Platform Teams Strive for Balance

“Platform teams are surrounded by other teams that kind of look like platform teams, but are entirely different,” warned Gregor Hohpe, author of “Platform Strategy: Innovation through Harmonization.”

Never without a mile-long backlog, platform engineering teams are faced with broader expectations than most. They are asked to find the use cases to empower reuse and economies of scale, on increasingly tight budgets. But then these teams also need to meet the demands of economies of speed, enabling their internal developer customers to deliver value faster.

Cloud computing providers — as the ultimate hyperscalers (hence the name) and speed enablers, Hohpe said, are the best example of this. But, unlike a cloud provider, a platform team cannot cover all use cases at all companies and shouldn’t — it has just one organization to serve, enabling scale underneath and speed on top.

“It’s all about shrinking the diversity” of services offered, Hohpe said. “And don’t do anything too fancy. Make it simple, make it reliable. You need to counter-steer the temptation to anticipate all needs.”

Otherwise, you risk putting up too many roadblocks that stifle innovation.

“You tell developers that if you want [to get on] the super highway, there will be some guardrails just in case,” he said. “A guardrail is not a steering mechanism. A guardrail is an emergency device that hopefully nobody ever hits.”

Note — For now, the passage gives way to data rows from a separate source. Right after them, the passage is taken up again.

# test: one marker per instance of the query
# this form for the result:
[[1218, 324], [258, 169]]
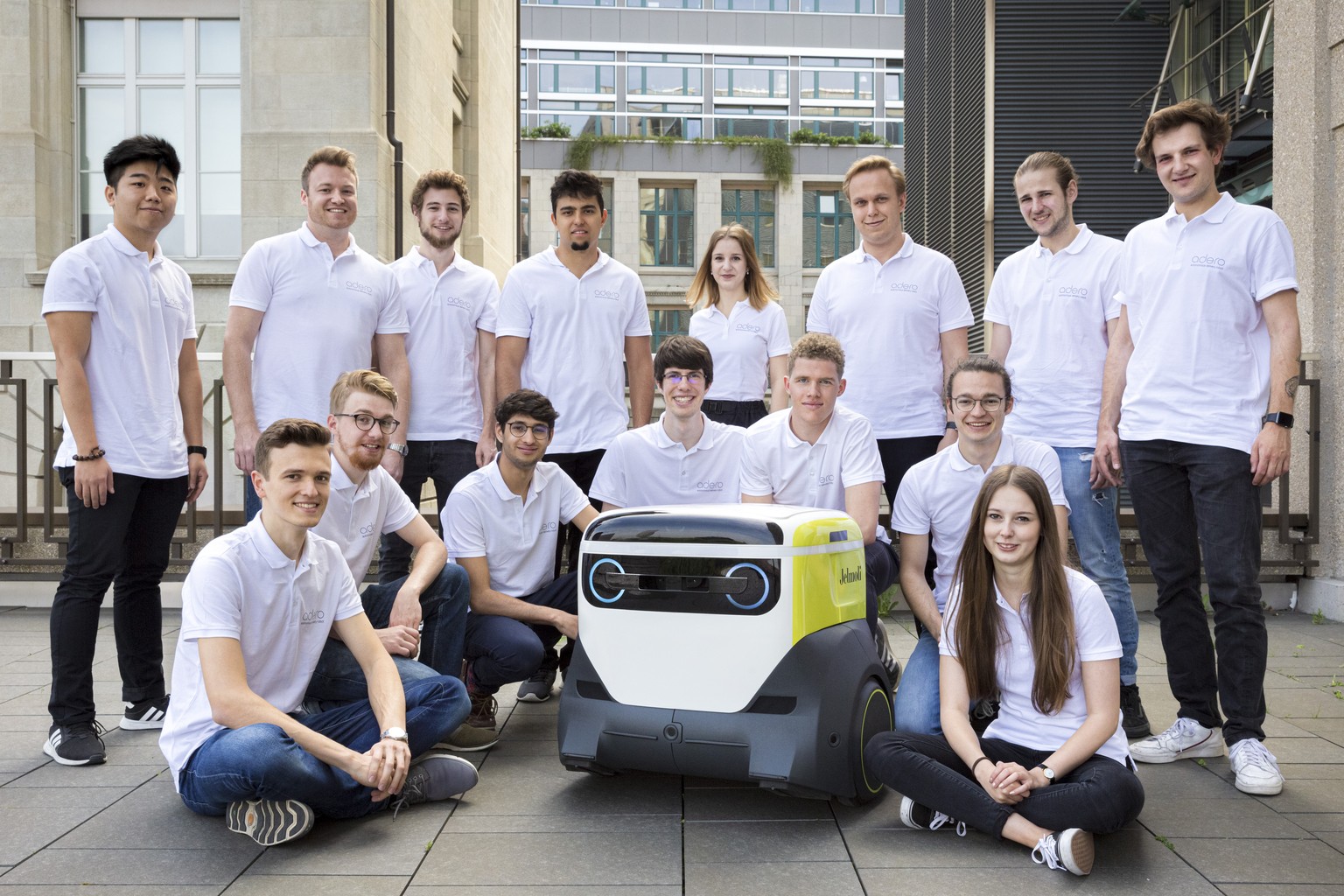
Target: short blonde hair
[[353, 382]]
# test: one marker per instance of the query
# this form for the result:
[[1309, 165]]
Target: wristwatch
[[1283, 418]]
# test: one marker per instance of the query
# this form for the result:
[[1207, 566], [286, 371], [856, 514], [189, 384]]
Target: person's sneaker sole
[[1078, 850], [270, 821], [97, 760]]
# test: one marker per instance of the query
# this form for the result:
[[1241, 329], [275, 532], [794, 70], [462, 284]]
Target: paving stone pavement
[[534, 830]]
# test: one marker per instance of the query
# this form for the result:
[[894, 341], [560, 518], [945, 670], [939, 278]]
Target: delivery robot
[[726, 641]]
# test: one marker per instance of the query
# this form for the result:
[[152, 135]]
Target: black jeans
[[1100, 795], [443, 461], [122, 543], [1191, 499], [734, 413], [581, 466]]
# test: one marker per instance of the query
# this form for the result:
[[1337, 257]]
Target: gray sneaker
[[270, 821], [538, 688]]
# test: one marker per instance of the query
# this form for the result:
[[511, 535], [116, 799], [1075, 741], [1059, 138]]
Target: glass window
[[754, 210], [663, 80], [667, 226], [663, 120], [827, 228], [183, 85]]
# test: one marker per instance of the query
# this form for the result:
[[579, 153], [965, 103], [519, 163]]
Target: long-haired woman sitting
[[1054, 767]]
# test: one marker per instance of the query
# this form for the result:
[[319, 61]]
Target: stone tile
[[773, 878], [253, 884], [762, 841], [750, 803], [1180, 818], [374, 845], [574, 858], [1269, 861], [130, 866]]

But a platform engineering team knows that speed can only come at scale if security and privacy are in place. Not to stifle innovation, but to impede disaster.

Hohpe continued the driving metaphors: “The objective of the platform is to keep the projects on track to keep them in lane. Hitting the guardrail is a success, in a way, because they didn’t go off the cliff, but it’s also a failure because your car was wrecked and the guardrails, [too]. So you want Lane Assist. You want transparent feedback for the teams, early warning signals. You want teams to autocorrect and stay in the lane.”

Finally, Hohpe brought the focus back to the ever-present debate about where to put the abstraction layer, which further differentiates platform teams from other shared-service teams.

“IT services live in the technical domain and platforms deliver a slightly higher domain because they want to make abstractions to reduce cognitive load,” he said. “Platform teams have one big advantage in that you only have to build for your business — you don’t have to build for the whole world,” which makes for a much more surmountable challenge than cloud hyperscalers have to address.

“By understanding your domain, you can start making higher-level services that blend business domain and technical domain,” he added, giving the example of how a platform team can make an organization’s database a shared service that is still unique to your domain, your local regulations, your internal developer customers and your external customers’ data.

Then,  he said, “you really add value.”

And remember, Hohpe said: you are there to enable speed and innovation. “Have your users done something you did not anticipate? That’s what you want.”